Michael Pettis is a professor at Peking University's Guanghua School of Management, where he specializes in Chinese financial markets.  He has also taught, from 2002 to 2004, at Tsinghua University’s School of Economics and Management and, from 1992 to 2001, at Columbia University’s Graduate School of Business.   He is a member of the board of directors of ABC-CA Fund Management Co., a Sino-French joint venture based in Shanghai.

 

Pettis has worked on Wall Street in trading, capital markets, and corporate finance since 1987, when he joined the Sovereign Debt trading team at Manufacturers Hanover (now JP Morgan).

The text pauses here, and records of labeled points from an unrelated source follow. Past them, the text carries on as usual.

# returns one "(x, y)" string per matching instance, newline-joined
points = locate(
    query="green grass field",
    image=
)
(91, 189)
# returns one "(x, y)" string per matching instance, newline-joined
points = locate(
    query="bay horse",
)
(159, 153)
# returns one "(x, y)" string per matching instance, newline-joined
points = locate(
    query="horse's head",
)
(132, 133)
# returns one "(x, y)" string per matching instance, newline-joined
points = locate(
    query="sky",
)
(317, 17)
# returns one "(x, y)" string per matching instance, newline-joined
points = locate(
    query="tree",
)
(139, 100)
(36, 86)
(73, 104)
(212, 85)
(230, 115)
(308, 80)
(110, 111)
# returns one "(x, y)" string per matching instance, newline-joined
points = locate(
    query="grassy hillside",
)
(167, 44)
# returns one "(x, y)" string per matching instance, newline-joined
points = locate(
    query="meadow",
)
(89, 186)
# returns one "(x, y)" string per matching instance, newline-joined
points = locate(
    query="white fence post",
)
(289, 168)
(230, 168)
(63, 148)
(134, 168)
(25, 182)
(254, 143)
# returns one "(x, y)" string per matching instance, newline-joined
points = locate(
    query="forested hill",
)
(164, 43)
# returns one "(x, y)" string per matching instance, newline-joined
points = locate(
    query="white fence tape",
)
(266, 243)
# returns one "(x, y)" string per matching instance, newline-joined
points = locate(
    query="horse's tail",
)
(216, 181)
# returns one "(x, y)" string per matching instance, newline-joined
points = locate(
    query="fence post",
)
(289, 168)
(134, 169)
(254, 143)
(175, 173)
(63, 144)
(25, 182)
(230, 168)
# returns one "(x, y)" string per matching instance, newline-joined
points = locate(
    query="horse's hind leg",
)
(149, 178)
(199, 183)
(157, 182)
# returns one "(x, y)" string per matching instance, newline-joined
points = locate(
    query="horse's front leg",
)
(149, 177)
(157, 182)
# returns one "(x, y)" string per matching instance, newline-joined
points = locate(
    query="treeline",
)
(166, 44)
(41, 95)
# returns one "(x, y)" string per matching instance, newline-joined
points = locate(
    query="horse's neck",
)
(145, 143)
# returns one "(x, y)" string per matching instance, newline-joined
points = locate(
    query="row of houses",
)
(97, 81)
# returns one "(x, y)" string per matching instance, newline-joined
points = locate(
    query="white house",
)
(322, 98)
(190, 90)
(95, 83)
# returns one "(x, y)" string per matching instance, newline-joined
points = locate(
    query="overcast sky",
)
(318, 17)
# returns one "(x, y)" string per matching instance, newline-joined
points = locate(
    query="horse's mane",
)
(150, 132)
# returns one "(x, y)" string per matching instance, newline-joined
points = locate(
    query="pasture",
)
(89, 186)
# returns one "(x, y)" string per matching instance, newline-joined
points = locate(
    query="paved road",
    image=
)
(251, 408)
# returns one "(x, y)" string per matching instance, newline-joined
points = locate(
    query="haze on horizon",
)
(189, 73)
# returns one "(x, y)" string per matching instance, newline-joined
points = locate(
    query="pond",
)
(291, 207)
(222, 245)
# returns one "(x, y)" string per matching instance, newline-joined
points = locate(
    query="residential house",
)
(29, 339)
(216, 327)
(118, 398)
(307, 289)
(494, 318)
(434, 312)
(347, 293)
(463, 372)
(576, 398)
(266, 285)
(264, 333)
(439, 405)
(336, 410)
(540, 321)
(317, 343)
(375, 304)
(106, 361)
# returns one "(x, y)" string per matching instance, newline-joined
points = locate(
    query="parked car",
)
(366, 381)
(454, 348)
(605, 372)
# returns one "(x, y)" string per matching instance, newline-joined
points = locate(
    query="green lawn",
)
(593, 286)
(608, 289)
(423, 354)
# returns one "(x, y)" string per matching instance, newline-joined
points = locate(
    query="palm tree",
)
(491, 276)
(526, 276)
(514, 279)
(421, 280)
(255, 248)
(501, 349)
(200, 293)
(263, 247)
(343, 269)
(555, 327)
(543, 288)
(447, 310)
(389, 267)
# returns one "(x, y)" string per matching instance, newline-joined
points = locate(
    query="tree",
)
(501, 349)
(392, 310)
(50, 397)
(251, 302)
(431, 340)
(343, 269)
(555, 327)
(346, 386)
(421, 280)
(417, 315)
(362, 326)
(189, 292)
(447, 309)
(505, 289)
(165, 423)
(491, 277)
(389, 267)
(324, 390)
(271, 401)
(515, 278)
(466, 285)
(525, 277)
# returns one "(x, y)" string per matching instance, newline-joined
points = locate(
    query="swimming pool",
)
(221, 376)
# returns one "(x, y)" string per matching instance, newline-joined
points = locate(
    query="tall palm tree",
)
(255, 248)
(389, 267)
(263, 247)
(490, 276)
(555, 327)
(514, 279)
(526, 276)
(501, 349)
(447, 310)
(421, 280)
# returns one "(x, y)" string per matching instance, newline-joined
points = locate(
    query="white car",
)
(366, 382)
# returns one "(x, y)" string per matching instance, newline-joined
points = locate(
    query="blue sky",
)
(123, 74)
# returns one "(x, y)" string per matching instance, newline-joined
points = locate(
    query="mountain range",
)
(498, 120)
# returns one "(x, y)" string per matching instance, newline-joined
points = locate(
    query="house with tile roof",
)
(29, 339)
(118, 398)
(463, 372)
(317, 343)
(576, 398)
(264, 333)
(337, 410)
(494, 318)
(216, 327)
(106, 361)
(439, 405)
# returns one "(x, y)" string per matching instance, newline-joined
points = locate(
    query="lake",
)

Most recently, from 1996 to 2001, Pettis worked at Bear Stearns, where he was Managing Director-Principal heading the Latin American Capital Markets and the Liability Management groups. He has also worked as a partner in a merchant banking boutique that specialized in securitizing Latin American assets and at Credit Suisse First Boston, where he headed the emerging markets trading team. Besides trading and capital markets, Pettis has been involved in sovereign advisory work, including for the Mexican government on the privatization of its banking system, the Republic of Macedonia on the restructuring of its international bank debt, and the South Korean Ministry of Finance on the restructuring of the country’s commercial bank debt.

 

Pettis is a member of the Institute of Latin American Studies Advisory Board at Columbia University as well as the Dean’s Advisory Board at the School of Public and International Affairs.  He is the author of several books, including The Volatility Machine: Emerging Economies and the Threat of Financial Collapse (Oxford University Press, 2001).  He received an MBA in Finance in 1984 and an MIA in Development Economics in 1981, both from Columbia University.